Aerial view of the London Heathrow Airport
Aerial view of the London Heathrow AirportiStock

Rabbi Shmuli Brown, the Chabad rabbi of Liverpool Universities, is asking for a public apology from London’s Heathrow Airport after he was told to take off his shoes while entering its multi-faith prayer room.

According to the Jewish Chronicle, Rabbi Brown flew overnight to Heathrow from New York. When he attempted to perform morning prayers inside the airport mult-faith prayer room before boarding his connecting flight to Manchester, he was approached by a “person in uniform.”

The employee walked up to him and demanded that he remove his shoes, as is customarily done in mosques.

“I replied that it was a multi-faith room, but he just told me again to take my shoes off,” Rabbi Brown told the Chronicle. “He gave me an uncomfortable feeling and made me feel very unwelcome, so I left the room.”

He replayed the incident to the airport’s Jewish chaplain, Rabbi Hershi Vogel, and was told that he was not the first person to experience such an incident.

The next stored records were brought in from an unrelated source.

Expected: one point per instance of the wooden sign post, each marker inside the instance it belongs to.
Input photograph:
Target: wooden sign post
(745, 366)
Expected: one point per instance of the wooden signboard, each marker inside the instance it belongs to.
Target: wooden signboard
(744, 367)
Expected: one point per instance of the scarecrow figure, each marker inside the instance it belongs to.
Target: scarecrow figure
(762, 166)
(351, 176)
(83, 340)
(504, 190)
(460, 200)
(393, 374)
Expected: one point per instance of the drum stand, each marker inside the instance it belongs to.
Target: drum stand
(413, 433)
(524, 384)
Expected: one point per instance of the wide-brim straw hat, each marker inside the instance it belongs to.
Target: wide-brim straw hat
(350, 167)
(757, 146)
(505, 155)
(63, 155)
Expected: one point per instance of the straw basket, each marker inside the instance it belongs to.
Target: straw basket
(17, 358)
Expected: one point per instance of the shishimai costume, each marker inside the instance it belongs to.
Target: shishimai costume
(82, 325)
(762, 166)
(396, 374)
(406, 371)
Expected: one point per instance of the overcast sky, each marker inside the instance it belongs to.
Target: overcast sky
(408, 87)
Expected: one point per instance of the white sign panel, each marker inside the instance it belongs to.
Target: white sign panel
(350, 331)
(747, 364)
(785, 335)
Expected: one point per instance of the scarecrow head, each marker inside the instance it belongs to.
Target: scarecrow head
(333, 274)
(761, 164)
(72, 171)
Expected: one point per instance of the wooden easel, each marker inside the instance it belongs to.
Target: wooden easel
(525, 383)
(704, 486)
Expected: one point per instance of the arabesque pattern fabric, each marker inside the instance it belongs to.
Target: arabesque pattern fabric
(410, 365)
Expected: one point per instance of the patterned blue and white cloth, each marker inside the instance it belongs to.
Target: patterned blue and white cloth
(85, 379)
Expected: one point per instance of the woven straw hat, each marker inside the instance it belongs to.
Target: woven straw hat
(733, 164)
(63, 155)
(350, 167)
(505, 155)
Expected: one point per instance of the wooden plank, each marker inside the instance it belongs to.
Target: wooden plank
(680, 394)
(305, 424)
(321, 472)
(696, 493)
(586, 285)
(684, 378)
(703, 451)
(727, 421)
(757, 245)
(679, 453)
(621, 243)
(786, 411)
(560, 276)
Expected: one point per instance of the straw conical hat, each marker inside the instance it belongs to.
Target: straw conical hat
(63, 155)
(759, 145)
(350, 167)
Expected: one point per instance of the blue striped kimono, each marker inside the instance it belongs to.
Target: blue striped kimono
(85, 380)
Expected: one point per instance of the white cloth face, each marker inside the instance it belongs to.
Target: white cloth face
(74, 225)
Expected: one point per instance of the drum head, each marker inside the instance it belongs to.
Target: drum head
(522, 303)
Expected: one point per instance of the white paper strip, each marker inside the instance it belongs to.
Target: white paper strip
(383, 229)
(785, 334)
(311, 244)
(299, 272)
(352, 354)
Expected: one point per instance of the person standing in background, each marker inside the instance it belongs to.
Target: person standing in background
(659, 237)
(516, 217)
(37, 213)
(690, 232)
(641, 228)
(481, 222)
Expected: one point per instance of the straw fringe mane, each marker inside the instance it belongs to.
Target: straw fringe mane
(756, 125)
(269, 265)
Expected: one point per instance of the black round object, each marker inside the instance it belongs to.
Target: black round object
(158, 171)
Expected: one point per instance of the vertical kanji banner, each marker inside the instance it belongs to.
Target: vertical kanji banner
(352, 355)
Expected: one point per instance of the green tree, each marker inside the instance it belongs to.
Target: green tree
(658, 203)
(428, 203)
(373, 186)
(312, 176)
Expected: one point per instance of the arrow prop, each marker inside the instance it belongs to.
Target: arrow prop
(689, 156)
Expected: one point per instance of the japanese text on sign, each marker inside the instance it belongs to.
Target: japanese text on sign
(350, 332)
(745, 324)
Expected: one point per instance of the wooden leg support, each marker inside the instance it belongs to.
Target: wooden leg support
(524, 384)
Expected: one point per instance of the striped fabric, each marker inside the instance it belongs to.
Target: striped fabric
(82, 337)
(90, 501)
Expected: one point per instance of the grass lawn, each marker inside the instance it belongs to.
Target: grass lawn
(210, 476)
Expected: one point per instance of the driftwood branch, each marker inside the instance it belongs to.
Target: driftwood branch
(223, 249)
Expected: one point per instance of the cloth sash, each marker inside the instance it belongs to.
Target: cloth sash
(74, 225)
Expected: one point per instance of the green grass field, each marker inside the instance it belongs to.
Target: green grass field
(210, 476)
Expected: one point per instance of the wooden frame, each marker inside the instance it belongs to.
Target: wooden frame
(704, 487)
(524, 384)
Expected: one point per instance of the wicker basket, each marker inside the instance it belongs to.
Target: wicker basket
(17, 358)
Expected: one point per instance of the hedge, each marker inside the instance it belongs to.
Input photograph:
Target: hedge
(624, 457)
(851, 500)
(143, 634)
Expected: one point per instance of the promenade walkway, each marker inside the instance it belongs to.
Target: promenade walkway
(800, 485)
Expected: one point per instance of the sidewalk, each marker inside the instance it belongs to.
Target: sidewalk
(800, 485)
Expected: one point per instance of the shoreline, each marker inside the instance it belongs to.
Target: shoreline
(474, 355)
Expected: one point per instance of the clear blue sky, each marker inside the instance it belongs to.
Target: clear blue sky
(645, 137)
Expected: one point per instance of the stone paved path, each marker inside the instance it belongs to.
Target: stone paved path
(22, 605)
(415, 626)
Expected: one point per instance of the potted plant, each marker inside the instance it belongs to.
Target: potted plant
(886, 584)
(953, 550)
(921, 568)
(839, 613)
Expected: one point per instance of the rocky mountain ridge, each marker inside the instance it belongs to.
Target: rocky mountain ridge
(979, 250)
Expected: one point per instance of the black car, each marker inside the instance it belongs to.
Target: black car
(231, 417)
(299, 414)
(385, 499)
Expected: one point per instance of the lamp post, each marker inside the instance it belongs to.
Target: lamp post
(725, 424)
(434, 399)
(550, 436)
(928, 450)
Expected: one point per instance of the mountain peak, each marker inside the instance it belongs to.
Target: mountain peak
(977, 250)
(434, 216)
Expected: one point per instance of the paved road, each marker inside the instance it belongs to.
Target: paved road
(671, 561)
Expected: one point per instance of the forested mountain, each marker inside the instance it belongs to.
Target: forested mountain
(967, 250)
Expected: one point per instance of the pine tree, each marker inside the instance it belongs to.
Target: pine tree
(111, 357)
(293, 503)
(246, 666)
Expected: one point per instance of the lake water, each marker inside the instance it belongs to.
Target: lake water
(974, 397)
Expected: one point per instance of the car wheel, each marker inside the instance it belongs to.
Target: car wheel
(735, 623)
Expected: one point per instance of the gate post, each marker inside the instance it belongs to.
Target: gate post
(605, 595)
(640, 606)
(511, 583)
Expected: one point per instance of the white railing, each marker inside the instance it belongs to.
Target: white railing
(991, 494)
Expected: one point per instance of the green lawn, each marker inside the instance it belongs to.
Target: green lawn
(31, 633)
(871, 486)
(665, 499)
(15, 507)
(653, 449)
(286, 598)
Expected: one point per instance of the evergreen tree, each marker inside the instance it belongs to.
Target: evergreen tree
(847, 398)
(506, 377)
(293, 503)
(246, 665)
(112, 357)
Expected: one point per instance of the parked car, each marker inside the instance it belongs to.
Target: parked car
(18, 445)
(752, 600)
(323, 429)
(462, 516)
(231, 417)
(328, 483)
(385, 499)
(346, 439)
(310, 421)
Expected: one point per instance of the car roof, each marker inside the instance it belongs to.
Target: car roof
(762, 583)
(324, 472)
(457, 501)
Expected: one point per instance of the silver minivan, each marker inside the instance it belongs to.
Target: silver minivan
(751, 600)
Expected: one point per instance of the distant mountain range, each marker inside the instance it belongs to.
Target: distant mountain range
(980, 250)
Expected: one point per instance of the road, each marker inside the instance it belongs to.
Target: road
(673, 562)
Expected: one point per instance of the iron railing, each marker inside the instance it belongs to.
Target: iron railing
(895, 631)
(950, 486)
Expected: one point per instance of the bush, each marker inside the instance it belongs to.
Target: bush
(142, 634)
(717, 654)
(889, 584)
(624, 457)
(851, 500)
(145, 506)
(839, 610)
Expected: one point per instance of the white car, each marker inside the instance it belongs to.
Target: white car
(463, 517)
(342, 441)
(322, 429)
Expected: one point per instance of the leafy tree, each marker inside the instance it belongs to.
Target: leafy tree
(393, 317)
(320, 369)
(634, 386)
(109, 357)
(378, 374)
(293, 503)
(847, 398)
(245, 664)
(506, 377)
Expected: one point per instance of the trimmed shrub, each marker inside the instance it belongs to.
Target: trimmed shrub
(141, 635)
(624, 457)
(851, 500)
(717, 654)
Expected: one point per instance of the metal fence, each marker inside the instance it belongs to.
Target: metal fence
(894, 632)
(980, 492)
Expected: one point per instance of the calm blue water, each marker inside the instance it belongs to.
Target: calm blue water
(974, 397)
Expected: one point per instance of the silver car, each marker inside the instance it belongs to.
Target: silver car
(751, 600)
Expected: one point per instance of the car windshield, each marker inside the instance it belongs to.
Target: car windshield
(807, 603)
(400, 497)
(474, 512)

Rabbi Brown is calling on Heathrow to release a “public statement and make it very clear that this is a multi-faith room that caters for all religions, and is not just a mosque.”

He added that after the experience he will no longer use a prayer room in an airpot.

“I am very much into displaying my Jewish pride, so I won’t be going into a small room and cowering in the corner,” he said.

The airport is reportedly investigating.